Gelesen: Mirna Funk, „Who Cares“

Mirna Funk wurde 1981 in Ostberlin geboren, nach eigenen Angaben in einer vom Kommunismus überzeugten Familie. Sie ist freie Journalistin und schreibt Kolumnen u.a. in der Cosmopolitan. Im „Deutschland Archiv“ der Bundeszentrale für politische Bildung wird sie als eine der gefragtesten jüdischen Stimmen Deutschlands bezeichnet. Für Funk ein langer Weg, den sie sich erst erkämpfen musste. Denn ihre jüdischen Wurzeln liegen nicht auf der Mutterseite, die hier einen traditionellen Vorteil der Matrilinearität bedeutet hätte. Funk schreibt auch gerne öffentlich über ihre Identität als alleinerziehende Mutter einer jüdischen Tochter eines jüdischen Vaters, hat bisher zwei Romane verfasst, „Who Cares“ ist ihr erstes Sachbuch.
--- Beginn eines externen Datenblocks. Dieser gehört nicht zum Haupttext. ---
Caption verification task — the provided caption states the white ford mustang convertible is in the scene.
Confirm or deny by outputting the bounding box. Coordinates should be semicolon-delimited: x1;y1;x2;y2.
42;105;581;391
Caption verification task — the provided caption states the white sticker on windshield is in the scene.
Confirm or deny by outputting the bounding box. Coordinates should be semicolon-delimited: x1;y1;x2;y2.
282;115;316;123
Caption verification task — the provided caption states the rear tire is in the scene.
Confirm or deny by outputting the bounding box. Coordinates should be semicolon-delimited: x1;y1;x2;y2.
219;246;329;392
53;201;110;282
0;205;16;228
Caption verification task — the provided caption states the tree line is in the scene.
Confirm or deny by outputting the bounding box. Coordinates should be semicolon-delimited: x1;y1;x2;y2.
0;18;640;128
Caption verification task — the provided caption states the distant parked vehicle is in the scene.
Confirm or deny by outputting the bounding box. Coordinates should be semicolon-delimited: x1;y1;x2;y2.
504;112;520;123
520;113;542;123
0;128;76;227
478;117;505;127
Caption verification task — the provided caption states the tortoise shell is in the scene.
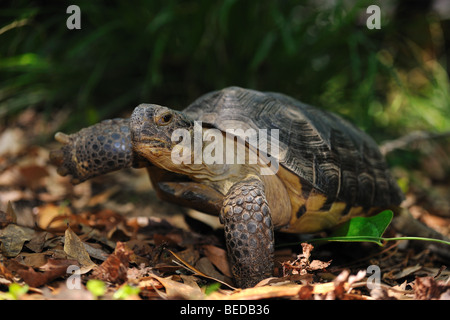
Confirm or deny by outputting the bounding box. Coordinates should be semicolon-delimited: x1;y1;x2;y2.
183;87;403;225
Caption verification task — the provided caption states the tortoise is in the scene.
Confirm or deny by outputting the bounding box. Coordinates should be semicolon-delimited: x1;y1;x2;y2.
50;87;442;288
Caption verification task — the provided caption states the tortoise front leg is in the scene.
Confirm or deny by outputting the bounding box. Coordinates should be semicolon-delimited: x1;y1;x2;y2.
50;119;146;184
220;178;274;288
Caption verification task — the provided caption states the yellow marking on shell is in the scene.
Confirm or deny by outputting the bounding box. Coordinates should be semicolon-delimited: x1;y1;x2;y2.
306;189;327;211
281;202;346;233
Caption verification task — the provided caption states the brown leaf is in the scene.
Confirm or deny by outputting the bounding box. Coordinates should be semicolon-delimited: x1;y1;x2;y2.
36;203;72;230
0;224;35;257
17;259;77;288
92;242;133;283
202;245;233;278
413;277;450;300
150;274;205;300
0;262;14;281
64;227;96;274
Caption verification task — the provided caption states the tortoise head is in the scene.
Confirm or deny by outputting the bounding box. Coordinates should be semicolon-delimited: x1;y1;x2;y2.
130;104;194;169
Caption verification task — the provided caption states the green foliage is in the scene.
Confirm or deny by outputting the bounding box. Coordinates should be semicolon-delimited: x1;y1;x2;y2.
328;210;394;245
0;0;450;139
309;210;450;246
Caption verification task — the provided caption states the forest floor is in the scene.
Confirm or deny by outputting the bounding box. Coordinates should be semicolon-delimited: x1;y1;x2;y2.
0;110;450;300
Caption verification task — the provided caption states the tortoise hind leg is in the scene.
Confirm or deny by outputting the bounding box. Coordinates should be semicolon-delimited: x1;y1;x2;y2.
50;119;148;184
220;178;274;288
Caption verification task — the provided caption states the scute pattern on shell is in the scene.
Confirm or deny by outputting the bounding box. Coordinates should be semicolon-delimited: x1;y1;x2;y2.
184;87;403;207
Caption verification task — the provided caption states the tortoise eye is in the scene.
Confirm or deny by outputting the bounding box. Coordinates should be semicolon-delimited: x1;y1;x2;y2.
156;113;173;126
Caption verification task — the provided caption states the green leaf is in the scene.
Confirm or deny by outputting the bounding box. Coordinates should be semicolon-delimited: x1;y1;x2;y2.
321;210;394;245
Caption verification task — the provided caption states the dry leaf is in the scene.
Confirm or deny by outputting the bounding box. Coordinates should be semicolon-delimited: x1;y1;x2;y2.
0;224;35;257
64;227;96;274
150;274;205;300
17;259;77;287
92;242;133;283
36;203;72;230
202;245;233;278
0;201;17;228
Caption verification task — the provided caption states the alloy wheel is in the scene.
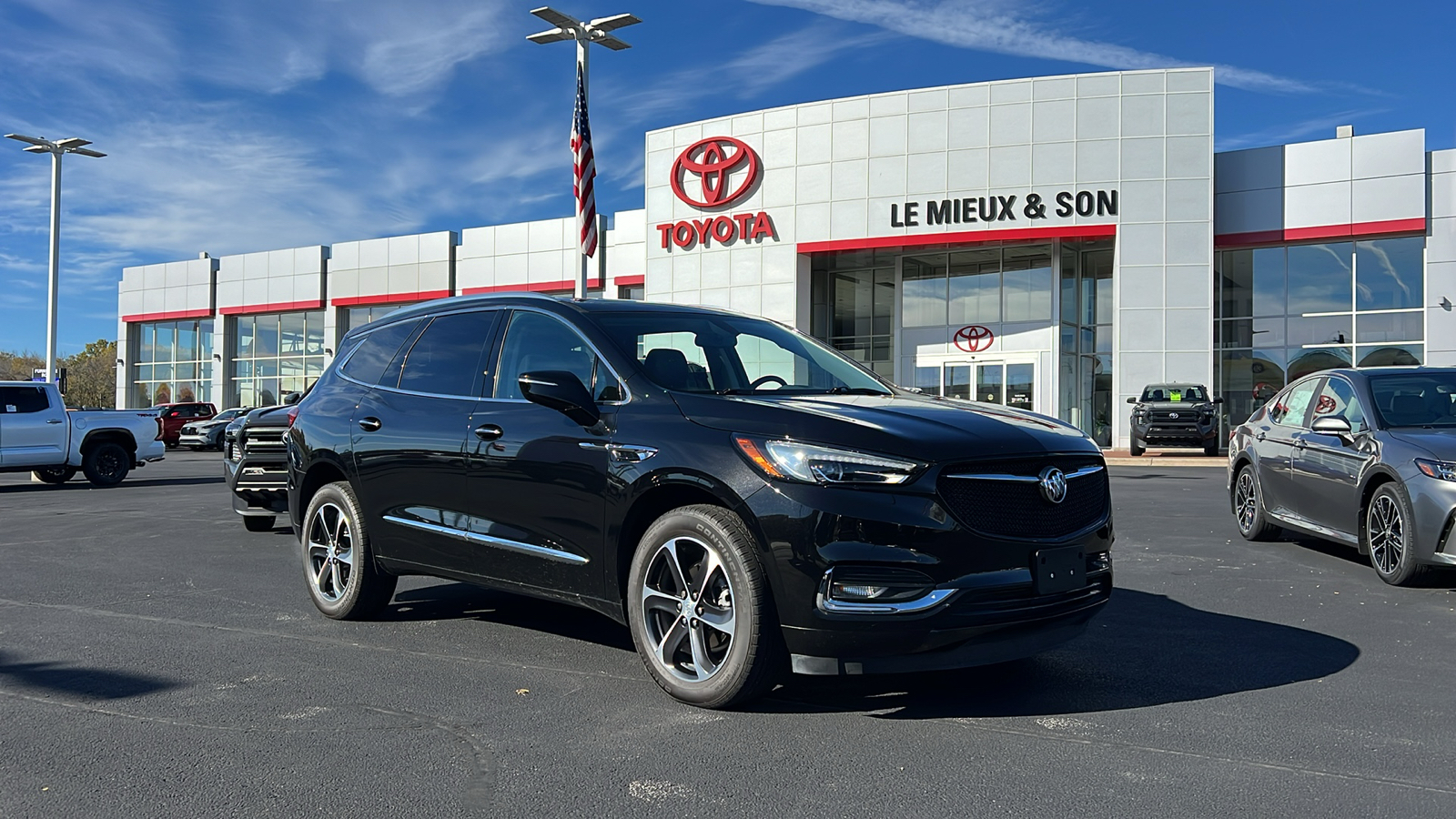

Bei dem vorliegenden schmalen Band handelt es sich um einen flott wie polemisch geschriebenen Essay. Der Titel lässt zunächst eine Allianz mit der Care-Bewegung assoziieren, das Gegenteil ist der Fall. Ihre Streitschrift richtet sich gegen die von Funk als Gegnerinnen ausgemachten Feministinnen, die als verweichlichte Westfrauen autonome wie ehrgeizige Ostfrauen dissten. So entstand „who cares“ als Reaktion mit sprachlichem Stinkefinger auf einen über die Autorin hereingebrochenen Shitstorm. Online zum Muttertag 2021 bei pink stinks hatte sie zum Verlassen der faulen Männer aufgerufen und Frauen an eine notwendige finanzielle Unabhängigkeit „erinnert“. Für einen Einblick in den flammenden Stil von „Who Cares“ hier ein Zitat:

„Es spielt keine Rolle, warum manche Frauen sich als Opfer und andere sich als Subjekte ihres eigenen Lebens begreifen. Wichtig ist, dass Letztere seit Jahren von angeblichen Feministinnen in diesem Land beschimpft und beleidigt werden, wenn sie nicht mit einstimmen in die feministische Ideologie der großen immerwährenden Leidensgeschichte, an der Frauen keine Schuld tragen, nur Männer und das System und das Patriarchat und der Kapitalismus.“ (S. 12f.)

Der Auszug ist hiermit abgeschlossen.